Torbay Mayor Gordon Oliver told MPs there had been a profound drop in bookings, particularly for Easter.
This is despite the fact First Great Western has this week started selling tickets for Maundy Thursday.
He told MPs: "This is certainly having a very profound adverse effect on our tourism industry. The signs are there is a 75 per cent negative effect on bookings for the season and particularly for Easter. We want to see restoration of the Dawlish line."
Laurence Murrell, managing director of TLH Leisure resort, one of the Bay's biggest hotel operators, told the Herald Express bookings in January had been quite good, but advanced bookings dropped off when the February storms began and had not yet recovered.
He said: "It affected half term a little bit. I am optimistic it can still be turned round. I don't think it means we are going to have a terrible Easter or summer. It highlights the folly of reducing the funding to the ERTC."
Deputy mayor Dave Thomas, who was also at the transport select committee meeting and a briefing for MPs, said the concern is people believe the damage suffered at Dawlish and the Somerset Levels was affecting the whole of the west country.
"People think the south west is closed, full stop, with severely damaged infrastructure," he said. "I understand there is a government marketing initiative due to be announced and some funding for us to get the message across that we are open for business."
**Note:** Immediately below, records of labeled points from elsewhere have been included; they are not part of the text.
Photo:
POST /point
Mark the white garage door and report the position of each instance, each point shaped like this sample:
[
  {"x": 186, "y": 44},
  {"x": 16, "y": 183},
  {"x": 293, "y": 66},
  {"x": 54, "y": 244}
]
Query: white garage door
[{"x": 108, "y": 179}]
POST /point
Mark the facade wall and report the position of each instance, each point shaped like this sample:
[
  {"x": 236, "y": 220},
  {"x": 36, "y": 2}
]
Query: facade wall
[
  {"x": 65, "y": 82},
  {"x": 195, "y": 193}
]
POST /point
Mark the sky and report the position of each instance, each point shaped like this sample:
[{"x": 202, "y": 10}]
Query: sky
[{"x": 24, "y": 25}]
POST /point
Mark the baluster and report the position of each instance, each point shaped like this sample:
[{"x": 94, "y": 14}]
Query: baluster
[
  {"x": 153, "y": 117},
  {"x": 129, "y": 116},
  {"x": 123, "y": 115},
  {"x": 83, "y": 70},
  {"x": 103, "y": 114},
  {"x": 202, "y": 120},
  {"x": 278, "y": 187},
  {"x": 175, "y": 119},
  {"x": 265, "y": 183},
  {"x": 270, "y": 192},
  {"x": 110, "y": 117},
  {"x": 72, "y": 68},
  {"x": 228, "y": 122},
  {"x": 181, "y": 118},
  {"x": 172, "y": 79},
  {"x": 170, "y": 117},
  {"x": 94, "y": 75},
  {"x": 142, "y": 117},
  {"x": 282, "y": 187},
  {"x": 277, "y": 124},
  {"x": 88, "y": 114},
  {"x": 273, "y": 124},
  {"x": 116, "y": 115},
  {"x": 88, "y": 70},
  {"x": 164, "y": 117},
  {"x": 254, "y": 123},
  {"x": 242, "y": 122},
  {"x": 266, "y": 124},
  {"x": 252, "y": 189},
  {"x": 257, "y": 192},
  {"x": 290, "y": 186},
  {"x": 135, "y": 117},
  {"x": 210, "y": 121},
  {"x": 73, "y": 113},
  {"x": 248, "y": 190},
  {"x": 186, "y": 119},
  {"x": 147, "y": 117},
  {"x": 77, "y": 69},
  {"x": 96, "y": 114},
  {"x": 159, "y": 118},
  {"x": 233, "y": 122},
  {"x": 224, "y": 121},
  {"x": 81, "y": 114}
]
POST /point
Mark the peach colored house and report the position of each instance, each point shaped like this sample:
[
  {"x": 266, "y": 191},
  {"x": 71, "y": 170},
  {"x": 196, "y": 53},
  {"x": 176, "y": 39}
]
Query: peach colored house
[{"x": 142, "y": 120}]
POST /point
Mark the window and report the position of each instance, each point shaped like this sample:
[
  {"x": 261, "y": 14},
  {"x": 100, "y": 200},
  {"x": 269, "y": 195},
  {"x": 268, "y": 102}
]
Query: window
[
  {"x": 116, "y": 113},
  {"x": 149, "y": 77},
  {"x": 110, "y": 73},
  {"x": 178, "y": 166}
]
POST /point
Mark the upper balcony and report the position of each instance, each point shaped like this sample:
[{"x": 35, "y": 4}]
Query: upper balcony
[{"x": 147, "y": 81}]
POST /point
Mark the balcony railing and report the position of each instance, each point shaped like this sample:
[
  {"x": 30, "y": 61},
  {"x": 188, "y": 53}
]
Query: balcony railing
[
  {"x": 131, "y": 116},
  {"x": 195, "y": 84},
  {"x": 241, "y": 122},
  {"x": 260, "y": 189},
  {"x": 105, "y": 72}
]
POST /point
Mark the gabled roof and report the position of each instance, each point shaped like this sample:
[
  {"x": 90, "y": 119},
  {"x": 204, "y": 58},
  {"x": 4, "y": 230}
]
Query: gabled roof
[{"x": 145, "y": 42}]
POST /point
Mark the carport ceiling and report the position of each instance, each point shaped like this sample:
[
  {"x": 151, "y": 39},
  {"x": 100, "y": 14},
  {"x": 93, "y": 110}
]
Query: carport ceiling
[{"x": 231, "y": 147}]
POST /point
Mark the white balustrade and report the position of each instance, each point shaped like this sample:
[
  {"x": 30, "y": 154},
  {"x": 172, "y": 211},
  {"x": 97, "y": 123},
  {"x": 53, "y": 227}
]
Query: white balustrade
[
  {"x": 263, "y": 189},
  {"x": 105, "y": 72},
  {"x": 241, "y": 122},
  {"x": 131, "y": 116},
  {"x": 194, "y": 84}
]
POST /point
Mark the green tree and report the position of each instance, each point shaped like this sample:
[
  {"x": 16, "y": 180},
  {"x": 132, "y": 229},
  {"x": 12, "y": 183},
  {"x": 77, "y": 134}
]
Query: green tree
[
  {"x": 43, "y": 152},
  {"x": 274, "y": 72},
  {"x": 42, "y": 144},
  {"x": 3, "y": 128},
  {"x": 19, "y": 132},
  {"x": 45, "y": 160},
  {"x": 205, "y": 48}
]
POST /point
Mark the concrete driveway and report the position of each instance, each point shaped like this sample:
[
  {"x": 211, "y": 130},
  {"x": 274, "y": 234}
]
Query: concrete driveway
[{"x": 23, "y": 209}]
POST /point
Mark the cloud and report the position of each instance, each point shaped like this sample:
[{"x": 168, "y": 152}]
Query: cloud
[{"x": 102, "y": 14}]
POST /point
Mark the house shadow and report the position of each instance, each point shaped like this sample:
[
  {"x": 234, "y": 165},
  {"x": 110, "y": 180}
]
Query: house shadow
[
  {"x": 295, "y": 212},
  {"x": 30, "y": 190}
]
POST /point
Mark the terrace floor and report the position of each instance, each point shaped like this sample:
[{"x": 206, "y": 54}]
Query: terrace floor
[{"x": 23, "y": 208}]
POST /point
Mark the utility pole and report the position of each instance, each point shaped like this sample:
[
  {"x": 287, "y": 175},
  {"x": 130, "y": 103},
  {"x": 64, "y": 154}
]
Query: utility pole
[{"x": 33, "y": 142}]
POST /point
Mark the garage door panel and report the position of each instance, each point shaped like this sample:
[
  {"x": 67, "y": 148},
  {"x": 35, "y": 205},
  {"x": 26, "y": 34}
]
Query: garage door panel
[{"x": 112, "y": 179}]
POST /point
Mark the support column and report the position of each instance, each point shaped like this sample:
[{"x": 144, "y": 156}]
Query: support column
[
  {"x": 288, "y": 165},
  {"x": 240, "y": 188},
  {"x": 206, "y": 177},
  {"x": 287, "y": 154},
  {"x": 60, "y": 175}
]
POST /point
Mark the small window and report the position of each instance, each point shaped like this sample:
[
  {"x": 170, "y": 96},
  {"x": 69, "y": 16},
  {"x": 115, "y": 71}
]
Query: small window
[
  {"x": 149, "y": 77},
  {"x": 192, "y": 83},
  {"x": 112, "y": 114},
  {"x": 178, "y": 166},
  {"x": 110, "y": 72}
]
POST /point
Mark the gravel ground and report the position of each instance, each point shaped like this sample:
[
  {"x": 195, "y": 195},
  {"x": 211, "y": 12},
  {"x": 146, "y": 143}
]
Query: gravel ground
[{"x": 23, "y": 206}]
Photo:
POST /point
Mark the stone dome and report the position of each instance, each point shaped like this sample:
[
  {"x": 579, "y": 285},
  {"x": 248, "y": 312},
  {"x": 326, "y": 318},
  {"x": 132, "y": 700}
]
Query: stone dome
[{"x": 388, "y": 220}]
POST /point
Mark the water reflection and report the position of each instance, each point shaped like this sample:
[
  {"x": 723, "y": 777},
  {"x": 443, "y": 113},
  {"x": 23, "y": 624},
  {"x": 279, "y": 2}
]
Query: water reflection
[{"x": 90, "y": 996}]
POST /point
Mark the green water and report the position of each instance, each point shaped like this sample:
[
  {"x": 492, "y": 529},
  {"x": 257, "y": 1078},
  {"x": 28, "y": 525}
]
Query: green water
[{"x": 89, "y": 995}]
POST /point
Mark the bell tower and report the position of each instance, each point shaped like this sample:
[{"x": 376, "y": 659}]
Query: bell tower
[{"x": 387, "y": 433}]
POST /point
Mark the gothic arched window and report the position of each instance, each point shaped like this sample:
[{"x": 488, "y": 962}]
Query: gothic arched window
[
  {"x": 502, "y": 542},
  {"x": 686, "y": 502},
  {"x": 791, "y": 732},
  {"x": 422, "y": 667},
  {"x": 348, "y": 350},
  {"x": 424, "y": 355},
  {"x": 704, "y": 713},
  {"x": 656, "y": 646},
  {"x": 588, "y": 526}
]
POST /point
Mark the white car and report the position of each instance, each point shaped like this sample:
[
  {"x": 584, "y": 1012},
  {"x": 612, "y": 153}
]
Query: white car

At the meeting it was revealed there are five options for alternative rail routes being considered by Network Rail. They are also looking at future protection for the Dawlish line.
Mr Thomas said the priority was for the Dawlish line to be made permanently resilient, with a new breakwater if necessary.
"We need some kind of breakwater which is further out from the wall to provide protection for the next 50 to 60 years. Kingskerswell bypass took 50 years to build, an alternative rail route could be 15 to 20 years away."
Torbay Lib Dem MP Adrian Sanders, who serves on the transport select committee, made a plea for 'unity' amid fears lobbying for alternative routes and a sub-three hour London train services to Plymouth will put services to South Devon at risk.
"You're not going to retain both lines," he said. "At least in what remains for my lifetime it is Dawlish — what we therefore have to do is improve the line east of Exeter."
Newton Abbot MP Anne Marie Morris, who was not at the meeting, said: "The Dawlish line is not just a marvel from the age of Brunel that the people of Teignbridge value, it is a vital artery for the economy of the South West and my constituency.
"Its future is sacrosanct to me, and while I am happy to see additional routes for the south west, they must be precisely that, and not alternatives."